‘Disappointing’ unanimous decision invalidated a balanced Massachusetts law ‘that helped protect public safety and ensure women’s access to reproductive health care’
SAN FRANCISCO (June 26, 2014) — The U.S. Supreme Court today struck down a Commonwealth of Massachusetts law barring protests within a 35-foot buffer zone around entrances to abortion clinics. While the San Francisco City Attorney’s Office is still evaluating whether or to what extent San Francisco’s own local buffer zone ordinance may be impacted by today’s unanimous high court decision, Deputy City Attorney Erin Bernstein (who co-authored the San Francisco’s amicus brief in the case along with 17 other local governments) offered the following statement:
“At first glance, today’s U.S. Supreme Court ruling in McCullen v. Coakley is disappointing,” Deputy San Francisco City Attorney Erin Bernstein said. “The Court appears to have taken away from Massachusetts a balanced and effective law that helped protect public safety and ensure women’s access to reproductive health care. The City Attorney’s Office is closely examining the ruling and evaluating its effect, if any, on San Francisco’s local buffer zone ordinance. For more than a decade, City Attorney Dennis Herrera has worked to make sure that San Franciscans can access constitutionally protected reproductive health care. Our office has worked to overturn federal laws that put barriers between women and the safest medical options available, and we are currently defending the Pregnancy Information Disclosure and Protection Ordinance, which prohibits centers from deceptively advertising to vulnerable women seeking abortion care.

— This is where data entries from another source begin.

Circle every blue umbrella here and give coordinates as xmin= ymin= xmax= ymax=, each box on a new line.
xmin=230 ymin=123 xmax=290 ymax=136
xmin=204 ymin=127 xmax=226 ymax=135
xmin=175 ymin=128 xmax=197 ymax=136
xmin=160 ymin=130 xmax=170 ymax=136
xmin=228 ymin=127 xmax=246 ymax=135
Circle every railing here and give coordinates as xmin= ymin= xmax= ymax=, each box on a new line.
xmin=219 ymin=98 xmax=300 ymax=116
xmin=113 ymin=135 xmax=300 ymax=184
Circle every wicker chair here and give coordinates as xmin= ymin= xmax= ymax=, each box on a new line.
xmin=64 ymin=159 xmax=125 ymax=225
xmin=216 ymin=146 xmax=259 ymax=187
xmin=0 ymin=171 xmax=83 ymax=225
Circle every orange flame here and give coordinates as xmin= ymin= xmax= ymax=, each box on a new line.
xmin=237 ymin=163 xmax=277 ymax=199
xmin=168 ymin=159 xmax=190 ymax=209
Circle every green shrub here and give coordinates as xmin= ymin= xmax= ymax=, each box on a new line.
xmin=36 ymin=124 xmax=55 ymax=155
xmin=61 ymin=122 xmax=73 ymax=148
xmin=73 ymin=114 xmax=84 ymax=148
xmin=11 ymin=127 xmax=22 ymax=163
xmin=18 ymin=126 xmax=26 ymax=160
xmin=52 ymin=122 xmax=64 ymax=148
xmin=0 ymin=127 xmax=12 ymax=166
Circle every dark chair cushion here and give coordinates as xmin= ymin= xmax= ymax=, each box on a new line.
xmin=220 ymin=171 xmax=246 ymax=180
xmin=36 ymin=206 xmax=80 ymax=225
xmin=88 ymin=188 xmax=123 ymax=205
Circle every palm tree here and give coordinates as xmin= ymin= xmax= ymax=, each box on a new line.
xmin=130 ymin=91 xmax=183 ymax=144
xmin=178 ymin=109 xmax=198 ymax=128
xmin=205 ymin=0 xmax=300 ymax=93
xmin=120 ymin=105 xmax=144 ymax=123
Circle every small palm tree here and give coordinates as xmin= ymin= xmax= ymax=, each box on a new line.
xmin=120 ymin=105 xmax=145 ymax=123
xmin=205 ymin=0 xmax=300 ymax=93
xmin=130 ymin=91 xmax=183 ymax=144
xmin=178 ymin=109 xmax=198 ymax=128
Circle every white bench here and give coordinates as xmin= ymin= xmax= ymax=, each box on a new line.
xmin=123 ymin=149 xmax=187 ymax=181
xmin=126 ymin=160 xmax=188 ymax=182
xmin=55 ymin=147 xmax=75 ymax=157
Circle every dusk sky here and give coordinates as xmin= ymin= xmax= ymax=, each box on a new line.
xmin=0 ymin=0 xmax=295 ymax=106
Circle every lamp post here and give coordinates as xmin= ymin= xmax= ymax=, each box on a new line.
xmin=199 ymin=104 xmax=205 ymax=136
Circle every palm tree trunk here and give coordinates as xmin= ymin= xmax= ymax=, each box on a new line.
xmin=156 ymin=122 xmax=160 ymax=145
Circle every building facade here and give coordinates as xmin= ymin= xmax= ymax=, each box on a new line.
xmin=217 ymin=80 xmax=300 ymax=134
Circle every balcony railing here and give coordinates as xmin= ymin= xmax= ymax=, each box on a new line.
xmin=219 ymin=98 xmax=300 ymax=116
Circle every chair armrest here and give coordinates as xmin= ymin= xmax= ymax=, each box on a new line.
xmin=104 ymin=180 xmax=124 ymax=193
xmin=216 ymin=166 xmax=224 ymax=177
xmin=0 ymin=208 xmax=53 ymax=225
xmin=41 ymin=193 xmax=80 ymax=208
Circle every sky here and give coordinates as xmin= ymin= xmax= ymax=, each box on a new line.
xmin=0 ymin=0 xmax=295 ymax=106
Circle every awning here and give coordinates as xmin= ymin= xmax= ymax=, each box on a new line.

Regardless of today’s ruling, City Attorney Herrera will continue protecting women’s safe and timely access to care.”
The case is: McCullen v. Coakley, Supreme Court of the United States Case No. 12-1168, decided June 26, 2014. Additional information is available on the San Francisco City Attorney’s website at: https://www.sfcityattorney.org/.
PDF of the S.F. City Attorney’s presskit on McCullen v. Coakley ruling (June 26, 2014)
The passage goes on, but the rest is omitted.